I accepted the paper with horror, head down, tears blurring the the words and numbers on the page, seared with humiliation.
(Remember, I was just six years old).
I ran into Nana’s house after school and while she was making my snack of Campbell’s chicken noodle soup and small cutouts of American cheese on white Wonder bread, I plopped down in her living room and pulled out the test, scrutinizing each problem and answer until I could finally divine how to make a couple of the wrongs right.
I had to hurry: Mom would be home from work soon.
I pulled out my giant red pencil with the rubber thumb-and-pointer positioning device. I used the big pink trapezoidal erasure first and carefully did away with the first of two wrong answers. Then I wrote in the correct answers.
When Mom came in and sat chatting with Nana in the kitchen before taking me home, I ran in triumphantly, waving the test around, hoping that maybe she wouldn’t look too closely at it.
She took it from my hand.
“Look!” I cried, pointing to my handiwork. “Mrs. Carlino made mistakes when she was grading my test!”

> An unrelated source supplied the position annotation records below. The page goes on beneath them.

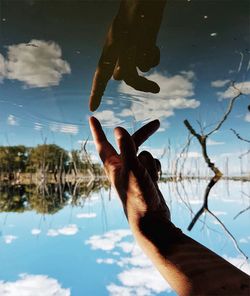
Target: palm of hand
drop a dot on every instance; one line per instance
(134, 177)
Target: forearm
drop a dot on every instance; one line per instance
(189, 267)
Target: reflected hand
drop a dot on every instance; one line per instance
(134, 177)
(130, 43)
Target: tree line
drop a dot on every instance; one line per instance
(44, 159)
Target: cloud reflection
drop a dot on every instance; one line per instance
(38, 63)
(138, 275)
(30, 285)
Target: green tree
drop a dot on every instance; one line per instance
(48, 158)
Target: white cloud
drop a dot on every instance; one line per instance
(243, 87)
(37, 64)
(240, 263)
(8, 239)
(108, 240)
(190, 154)
(35, 231)
(52, 232)
(30, 285)
(86, 215)
(243, 241)
(211, 142)
(220, 213)
(70, 229)
(176, 93)
(2, 68)
(108, 118)
(219, 83)
(146, 277)
(38, 126)
(12, 120)
(139, 276)
(64, 128)
(106, 261)
(247, 117)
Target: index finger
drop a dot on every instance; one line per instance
(103, 72)
(145, 132)
(103, 147)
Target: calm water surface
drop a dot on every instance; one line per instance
(88, 249)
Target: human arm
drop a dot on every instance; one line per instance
(189, 267)
(130, 43)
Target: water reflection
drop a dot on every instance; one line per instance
(47, 198)
(90, 236)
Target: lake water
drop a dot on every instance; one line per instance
(85, 247)
(67, 240)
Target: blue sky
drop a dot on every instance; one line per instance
(48, 54)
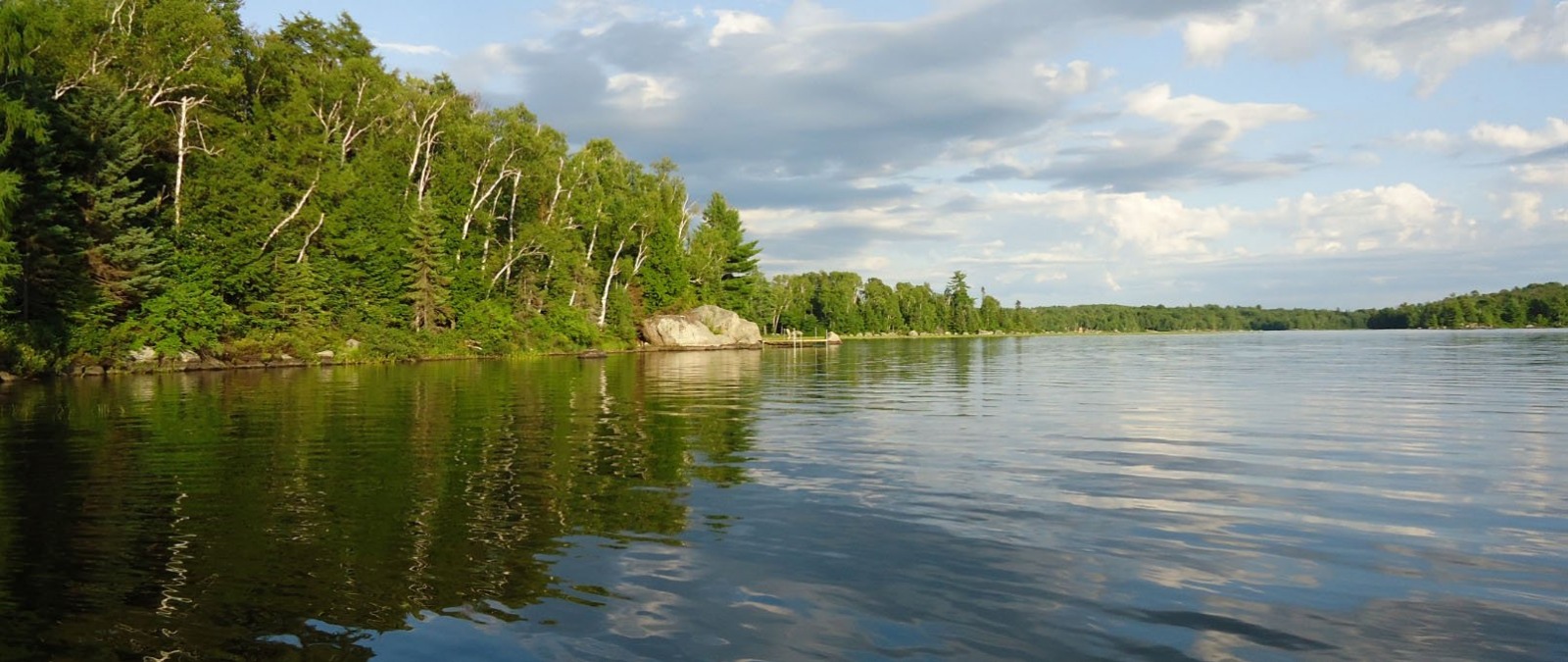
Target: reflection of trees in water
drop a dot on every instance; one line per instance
(216, 515)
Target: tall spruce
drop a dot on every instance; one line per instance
(725, 264)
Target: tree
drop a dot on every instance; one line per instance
(725, 264)
(960, 306)
(427, 281)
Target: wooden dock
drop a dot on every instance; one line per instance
(800, 342)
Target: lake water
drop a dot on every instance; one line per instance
(1231, 496)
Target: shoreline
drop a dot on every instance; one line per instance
(768, 342)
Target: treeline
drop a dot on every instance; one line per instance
(846, 303)
(1536, 305)
(172, 179)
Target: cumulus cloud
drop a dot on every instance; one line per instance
(737, 23)
(1209, 38)
(1192, 112)
(1520, 140)
(1523, 207)
(979, 136)
(1384, 217)
(1194, 146)
(1385, 38)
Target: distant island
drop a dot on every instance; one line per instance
(179, 187)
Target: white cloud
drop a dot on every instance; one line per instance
(1518, 138)
(1523, 207)
(1400, 217)
(637, 91)
(1139, 222)
(1209, 38)
(1074, 78)
(1191, 112)
(1384, 38)
(737, 23)
(1432, 140)
(412, 49)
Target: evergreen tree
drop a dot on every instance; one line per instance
(427, 281)
(725, 264)
(960, 306)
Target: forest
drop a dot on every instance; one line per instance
(174, 183)
(174, 180)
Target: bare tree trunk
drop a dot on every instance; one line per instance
(318, 222)
(290, 217)
(615, 267)
(184, 144)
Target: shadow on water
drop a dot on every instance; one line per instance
(1165, 497)
(261, 515)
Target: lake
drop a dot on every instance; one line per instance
(1395, 496)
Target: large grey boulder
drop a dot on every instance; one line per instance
(728, 325)
(702, 329)
(678, 331)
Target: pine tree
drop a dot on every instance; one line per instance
(725, 262)
(300, 298)
(960, 306)
(428, 284)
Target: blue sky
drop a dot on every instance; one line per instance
(1329, 154)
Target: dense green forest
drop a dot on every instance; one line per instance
(1539, 305)
(176, 180)
(846, 303)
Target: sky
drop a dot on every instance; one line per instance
(1280, 152)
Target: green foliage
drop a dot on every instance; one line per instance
(427, 280)
(188, 316)
(1537, 305)
(723, 262)
(493, 327)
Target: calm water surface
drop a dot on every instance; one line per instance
(1233, 496)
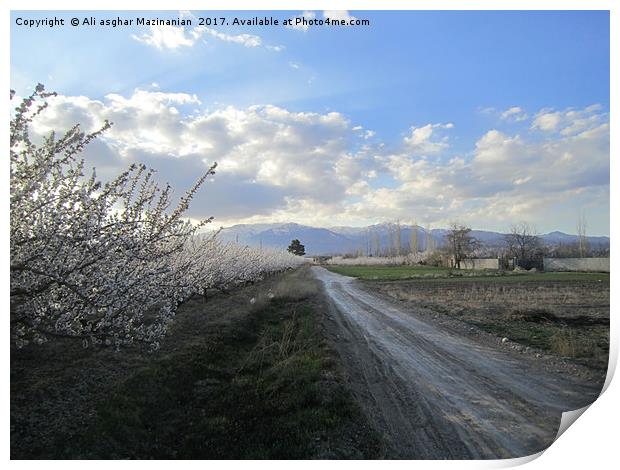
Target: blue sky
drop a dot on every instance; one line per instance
(489, 118)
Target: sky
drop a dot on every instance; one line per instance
(483, 118)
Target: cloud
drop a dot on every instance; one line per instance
(515, 113)
(169, 37)
(546, 121)
(309, 167)
(276, 156)
(570, 121)
(421, 141)
(298, 25)
(340, 15)
(248, 40)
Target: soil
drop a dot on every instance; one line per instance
(436, 391)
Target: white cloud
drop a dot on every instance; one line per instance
(421, 141)
(341, 15)
(546, 121)
(299, 25)
(515, 113)
(169, 37)
(276, 164)
(248, 40)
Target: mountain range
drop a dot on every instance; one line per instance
(348, 240)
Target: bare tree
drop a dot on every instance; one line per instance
(460, 243)
(524, 244)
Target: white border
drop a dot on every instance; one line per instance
(589, 443)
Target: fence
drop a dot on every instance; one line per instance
(480, 263)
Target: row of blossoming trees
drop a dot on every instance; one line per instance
(107, 263)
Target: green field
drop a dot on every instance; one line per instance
(430, 273)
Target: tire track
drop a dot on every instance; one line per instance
(436, 395)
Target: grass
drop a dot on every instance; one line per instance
(234, 379)
(429, 273)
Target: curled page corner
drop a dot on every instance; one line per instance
(568, 418)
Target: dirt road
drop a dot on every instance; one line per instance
(438, 395)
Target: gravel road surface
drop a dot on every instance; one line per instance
(437, 395)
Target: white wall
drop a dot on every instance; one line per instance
(577, 264)
(480, 263)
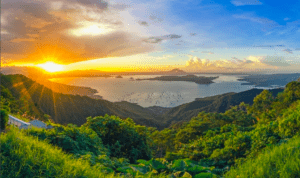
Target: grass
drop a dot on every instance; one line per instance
(277, 161)
(25, 156)
(20, 117)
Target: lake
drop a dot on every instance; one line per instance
(156, 93)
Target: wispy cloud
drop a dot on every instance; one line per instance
(208, 52)
(245, 2)
(161, 38)
(249, 64)
(67, 31)
(288, 51)
(143, 23)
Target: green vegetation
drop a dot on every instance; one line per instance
(276, 161)
(3, 119)
(257, 140)
(25, 156)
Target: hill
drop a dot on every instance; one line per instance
(269, 80)
(65, 109)
(218, 103)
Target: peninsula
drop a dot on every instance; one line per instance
(187, 78)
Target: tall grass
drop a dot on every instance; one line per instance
(25, 156)
(277, 161)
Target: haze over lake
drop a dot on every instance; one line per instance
(156, 93)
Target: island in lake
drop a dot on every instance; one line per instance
(187, 78)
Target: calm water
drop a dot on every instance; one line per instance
(156, 93)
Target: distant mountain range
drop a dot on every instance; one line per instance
(270, 79)
(64, 108)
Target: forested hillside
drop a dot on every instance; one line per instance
(257, 140)
(64, 108)
(218, 103)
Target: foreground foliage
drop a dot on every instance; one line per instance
(244, 141)
(276, 161)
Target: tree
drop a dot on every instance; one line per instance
(121, 137)
(3, 119)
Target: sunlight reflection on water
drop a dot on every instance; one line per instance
(156, 93)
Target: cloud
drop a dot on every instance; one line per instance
(208, 52)
(143, 23)
(265, 22)
(269, 46)
(245, 2)
(249, 64)
(161, 38)
(288, 51)
(67, 31)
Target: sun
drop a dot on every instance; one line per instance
(51, 67)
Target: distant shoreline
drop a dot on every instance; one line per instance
(187, 78)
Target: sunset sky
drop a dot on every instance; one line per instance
(139, 35)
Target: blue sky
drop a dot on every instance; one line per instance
(195, 35)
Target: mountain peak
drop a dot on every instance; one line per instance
(176, 70)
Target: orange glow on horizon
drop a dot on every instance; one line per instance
(51, 67)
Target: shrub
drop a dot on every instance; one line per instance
(3, 119)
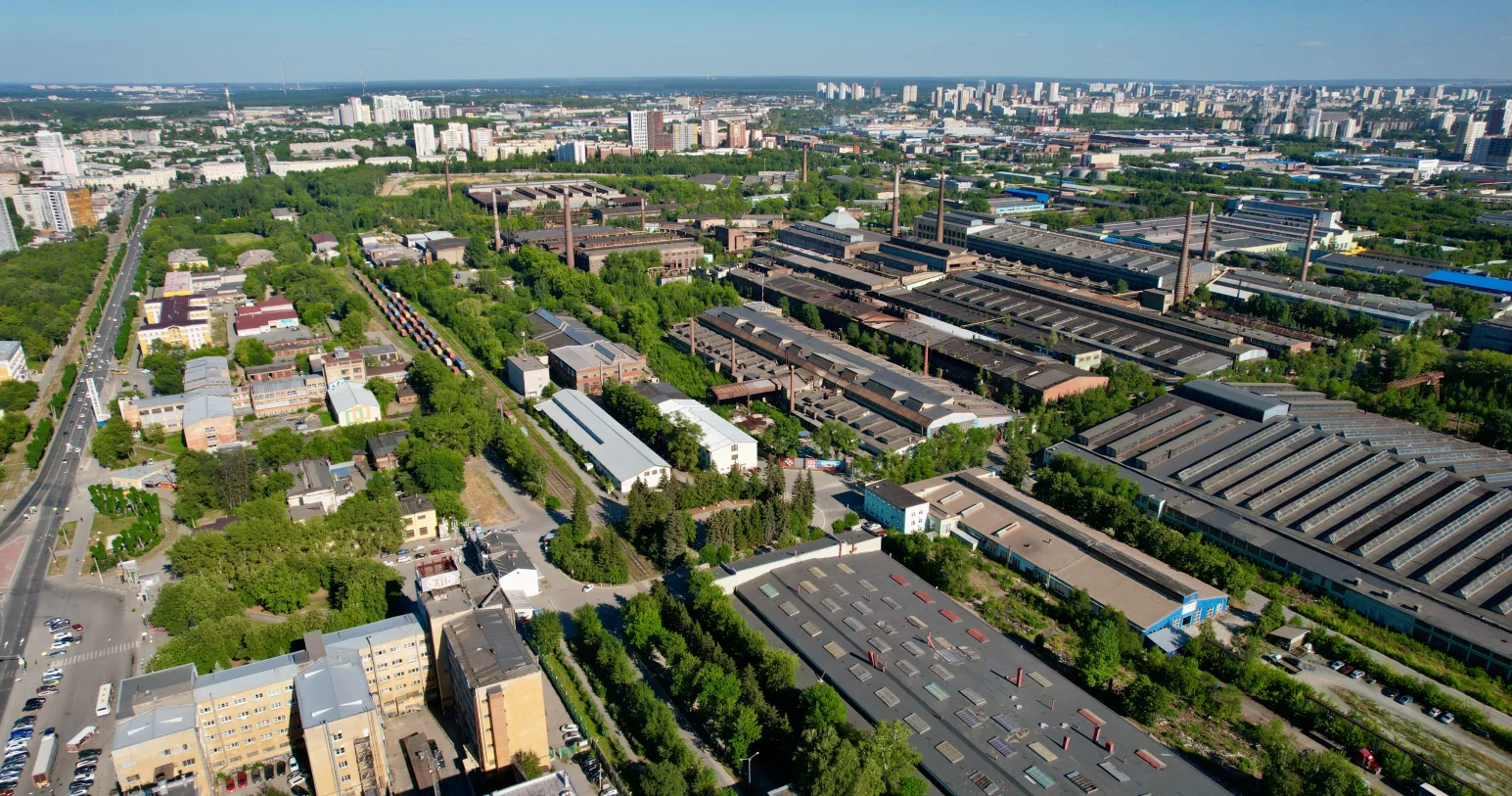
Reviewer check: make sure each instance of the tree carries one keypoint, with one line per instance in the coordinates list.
(821, 706)
(1146, 701)
(527, 763)
(1099, 654)
(250, 352)
(546, 632)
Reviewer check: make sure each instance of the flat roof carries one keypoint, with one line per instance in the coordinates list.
(950, 685)
(610, 444)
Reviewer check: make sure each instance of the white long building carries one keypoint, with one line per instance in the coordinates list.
(611, 448)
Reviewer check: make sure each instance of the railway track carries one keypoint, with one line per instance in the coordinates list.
(557, 483)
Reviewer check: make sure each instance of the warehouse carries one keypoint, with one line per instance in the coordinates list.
(1409, 527)
(986, 715)
(1063, 554)
(611, 448)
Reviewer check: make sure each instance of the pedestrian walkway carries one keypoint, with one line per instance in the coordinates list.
(113, 649)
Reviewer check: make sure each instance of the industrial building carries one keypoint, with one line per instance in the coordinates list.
(986, 716)
(611, 448)
(1393, 313)
(1084, 258)
(1060, 552)
(1409, 527)
(890, 407)
(1013, 309)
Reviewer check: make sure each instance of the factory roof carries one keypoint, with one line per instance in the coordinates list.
(610, 444)
(946, 677)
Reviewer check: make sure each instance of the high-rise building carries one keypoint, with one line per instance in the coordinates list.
(684, 136)
(640, 130)
(55, 153)
(46, 210)
(482, 138)
(424, 139)
(6, 229)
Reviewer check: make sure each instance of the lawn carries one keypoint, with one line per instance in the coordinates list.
(238, 238)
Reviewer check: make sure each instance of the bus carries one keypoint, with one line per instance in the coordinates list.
(103, 701)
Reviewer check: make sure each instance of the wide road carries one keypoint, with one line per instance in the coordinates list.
(52, 491)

Mom just smiled and said, “I see that.”
I cringe now reflecting about how obvious in both cases my cover-ups must’ve been.
What made me so worried about “failing”? Was perfectionism or that fear inherent in me from birth? Or was it some weird alchemy wrought by childhood trauma with our father? Or something else entirely?
I could psychoanalyze these things to death and still not get clarity on these questions.
Similarly, it has taken me more than 20 years to ever admit the story about the track meet to anyone else.
But as I started developing my point of view on female empowerment, in particular, my Nine Pillars of Female Empowerment, so many of these past experiences, however painful or embarrassing to recall, became helpful mini-laboratories for my own evolution.
For example, my first Pillar of Female Empowerment is Insight and Awareness (into myself and others). This Pillar hinges on the idea of the growth mindset: i.e., being willing to step out of your comfort zone, try things even if you might “fail” at them, and reap the rewards of personal growth.
I look back and understand clearly that at the time of the track meet, I had what was the exact opposite of a growth mindset.
I was so terrified of “failing”--i.e., possibly losing the race outright, fair and square, possibly looking like a failure to the outside world (but actually ultimately learning about myself and growing as a person from the experience)--that I couldn’t handle testing my mettle.
Since it wasn’t guaranteed that I would succeed, I orchestrated an easy way out.
Have I mentioned how embarrassing this is to recall?
But the best news, especially about Pillar #1, is that once I started to gain insight and awareness into my fears and insecurities, it became harder to embrace my tendencies toward giving them, or the behaviors and actions they brought on, so much airtime.
My friend Julie has a great analogy for this: you can walk into a dark room and turn on the light. If you don’t like what you see in the room, you can turn the light right off...but you still know what you say is there.
At minimum, being aware of myself and how I operate in my darkest moments was a powerful first step in moving in another, better, direction. Now, the easy way out just doesn’t feel so comforting anymore.
Arguably more importantly, in looking back at those and the countless other cringe-worthy moments in my life, I have slowly learned to forgive myself for them.
Self-forgiveness, in turn, is a key component of Resilience (Female Empowerment Pillar #5), which means embracing the conscious choice to move ahead and make progress even when I am scared shitless or things aren’t going my way.
Today I walk into all sorts of challenges and hard things readily because I know they’re going to make me smarter, stronger, or a better person in some way. I readily forgive myself (in advance!) for all of the inevitable fumbles I will face in doing so.
I’ve stopped choosing to make myself fall, because I know my legs are strong and steady.
Now I know that winning second place, or even just jumping into the race, even if I end up losing, still comes from putting one foot in front of the other.